I don’t know why the owner parked it over an easy fix,
Depending on the skills of the owner, the skills of the neighbors/mechanics nearby, etc, what is an easy fix to us right now might have been a totally different situation back then.
As an example, the childhood car that started my insanity:
Grandpa bought a new 66 Fury II 4-door sedan, silver with blue int, fenderskirts, with 383-4 and 3.23 suregrip, and immediately gave it to my Dad. As grandpa usually had 6-cyl Darts and Valiants, I assume he bought it as a gift to my Dad for some reason.
It was the family car until early 80s when it had a brake issue of some sort, and Mom deemed it should be 'parked'. So it went to Grandpa's side-yard back by the treeline next to an ancient shed. What sort of brake failure could it have had, that one of us couldn't have fixed over the span of a long weekend??? I don't really know my Dad's skill level back then, but I know that I greatly surpassed him (as children are supposed to do). I also know my Dad's heart is huge, and I have not yet caught up to him there (which brings the next chapter).

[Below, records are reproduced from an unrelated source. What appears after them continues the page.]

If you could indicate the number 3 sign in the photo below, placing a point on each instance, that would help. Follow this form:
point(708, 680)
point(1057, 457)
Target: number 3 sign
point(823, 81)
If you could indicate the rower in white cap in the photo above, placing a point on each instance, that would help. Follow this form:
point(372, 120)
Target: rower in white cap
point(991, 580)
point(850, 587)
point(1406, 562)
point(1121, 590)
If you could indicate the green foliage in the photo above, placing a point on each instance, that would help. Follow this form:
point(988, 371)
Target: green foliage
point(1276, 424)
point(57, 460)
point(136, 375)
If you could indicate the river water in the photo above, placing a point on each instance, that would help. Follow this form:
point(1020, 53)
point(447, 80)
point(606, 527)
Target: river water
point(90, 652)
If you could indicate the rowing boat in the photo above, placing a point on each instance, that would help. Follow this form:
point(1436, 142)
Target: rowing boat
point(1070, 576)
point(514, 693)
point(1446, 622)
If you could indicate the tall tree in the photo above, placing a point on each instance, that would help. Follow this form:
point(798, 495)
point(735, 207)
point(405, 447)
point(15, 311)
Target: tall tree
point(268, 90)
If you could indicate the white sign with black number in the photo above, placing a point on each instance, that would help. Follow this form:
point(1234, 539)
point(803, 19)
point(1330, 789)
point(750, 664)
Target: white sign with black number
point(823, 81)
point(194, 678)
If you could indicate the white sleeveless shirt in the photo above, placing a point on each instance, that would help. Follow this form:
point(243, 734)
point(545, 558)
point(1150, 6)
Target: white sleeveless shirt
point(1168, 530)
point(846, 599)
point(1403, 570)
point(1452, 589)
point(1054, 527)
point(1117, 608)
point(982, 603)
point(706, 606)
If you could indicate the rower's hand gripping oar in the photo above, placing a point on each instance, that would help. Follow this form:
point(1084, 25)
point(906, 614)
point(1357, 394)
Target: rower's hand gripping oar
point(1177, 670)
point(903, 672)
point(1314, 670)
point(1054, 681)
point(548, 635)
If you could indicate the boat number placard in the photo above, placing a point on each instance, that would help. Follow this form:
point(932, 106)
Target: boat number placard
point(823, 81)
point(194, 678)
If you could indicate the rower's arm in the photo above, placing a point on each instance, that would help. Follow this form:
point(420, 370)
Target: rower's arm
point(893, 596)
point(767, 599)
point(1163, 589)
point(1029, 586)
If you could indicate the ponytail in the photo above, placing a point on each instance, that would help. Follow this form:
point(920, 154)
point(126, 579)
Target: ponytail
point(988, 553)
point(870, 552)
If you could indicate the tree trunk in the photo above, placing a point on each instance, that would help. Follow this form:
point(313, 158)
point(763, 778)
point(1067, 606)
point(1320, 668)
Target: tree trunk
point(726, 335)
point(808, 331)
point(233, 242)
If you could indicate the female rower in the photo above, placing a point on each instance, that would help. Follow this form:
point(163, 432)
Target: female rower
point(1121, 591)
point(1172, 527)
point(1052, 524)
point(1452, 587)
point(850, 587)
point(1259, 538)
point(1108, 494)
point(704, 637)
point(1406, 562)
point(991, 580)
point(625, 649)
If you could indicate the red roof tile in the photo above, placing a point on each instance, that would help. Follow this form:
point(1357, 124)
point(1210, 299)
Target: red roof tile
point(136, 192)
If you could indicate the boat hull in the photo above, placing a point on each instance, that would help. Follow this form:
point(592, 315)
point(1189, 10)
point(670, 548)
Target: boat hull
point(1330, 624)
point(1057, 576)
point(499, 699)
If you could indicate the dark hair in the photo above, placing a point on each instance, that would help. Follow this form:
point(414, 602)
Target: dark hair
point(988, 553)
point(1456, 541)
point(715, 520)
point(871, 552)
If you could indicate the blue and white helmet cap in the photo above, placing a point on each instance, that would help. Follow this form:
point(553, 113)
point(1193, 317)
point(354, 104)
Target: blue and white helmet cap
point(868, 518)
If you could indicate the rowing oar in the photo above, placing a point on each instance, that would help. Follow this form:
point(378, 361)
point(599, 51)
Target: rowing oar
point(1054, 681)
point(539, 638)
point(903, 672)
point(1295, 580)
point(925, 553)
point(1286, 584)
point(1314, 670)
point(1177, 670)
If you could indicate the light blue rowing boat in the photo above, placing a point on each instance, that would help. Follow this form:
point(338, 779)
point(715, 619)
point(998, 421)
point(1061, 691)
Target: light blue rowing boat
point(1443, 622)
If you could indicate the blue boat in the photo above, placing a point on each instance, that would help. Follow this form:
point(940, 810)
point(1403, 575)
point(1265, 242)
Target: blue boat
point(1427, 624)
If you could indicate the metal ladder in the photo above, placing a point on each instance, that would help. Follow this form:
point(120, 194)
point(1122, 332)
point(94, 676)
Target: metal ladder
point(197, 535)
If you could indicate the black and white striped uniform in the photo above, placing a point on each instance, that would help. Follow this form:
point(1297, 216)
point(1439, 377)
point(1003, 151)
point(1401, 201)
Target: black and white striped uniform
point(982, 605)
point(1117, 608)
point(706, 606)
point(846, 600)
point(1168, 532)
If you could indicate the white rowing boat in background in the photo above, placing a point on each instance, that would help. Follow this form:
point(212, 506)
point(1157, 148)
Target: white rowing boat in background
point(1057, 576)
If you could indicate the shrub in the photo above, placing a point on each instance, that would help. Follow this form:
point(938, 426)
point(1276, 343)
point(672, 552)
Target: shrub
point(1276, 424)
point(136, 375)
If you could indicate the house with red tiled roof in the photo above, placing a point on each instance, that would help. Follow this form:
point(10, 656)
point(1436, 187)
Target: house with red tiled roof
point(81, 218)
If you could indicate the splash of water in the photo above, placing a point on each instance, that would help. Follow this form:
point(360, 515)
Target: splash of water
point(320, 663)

So the car sat for 2-3 years. A needs-help buddy needed a car, so Dad fixed the brakes, got it running again, and away it went to its new home. I had dreams that car would be mine one day (I was 13 or so) but it was not meant to be, somebody needed it more than I did, and I was sad to see it go (even though it had typical wear of a 15-year-old mid-60s car). Dad told the buddy to put premium fuel in it. Which he did not, because it was too expensive to put good gas in a free car. So within some time, we get word that the car isn't running right, it's backfiring and running poorly. Dad laments that he's using cheap gas in it, the buddy no longer wants the car, and Mom asks why we need a car that won't run right. Dad has the chance to get the car back but chooses to let it go. And that's that.
Looking back, with my experienced eyes - the car probably was ready for a set of points and only needed a good tuneup. Within a short weekend it likely would've been running like a champ.
Sometimes we're the saviors of these cars, sometimes the downfall. History (small-scale) decides.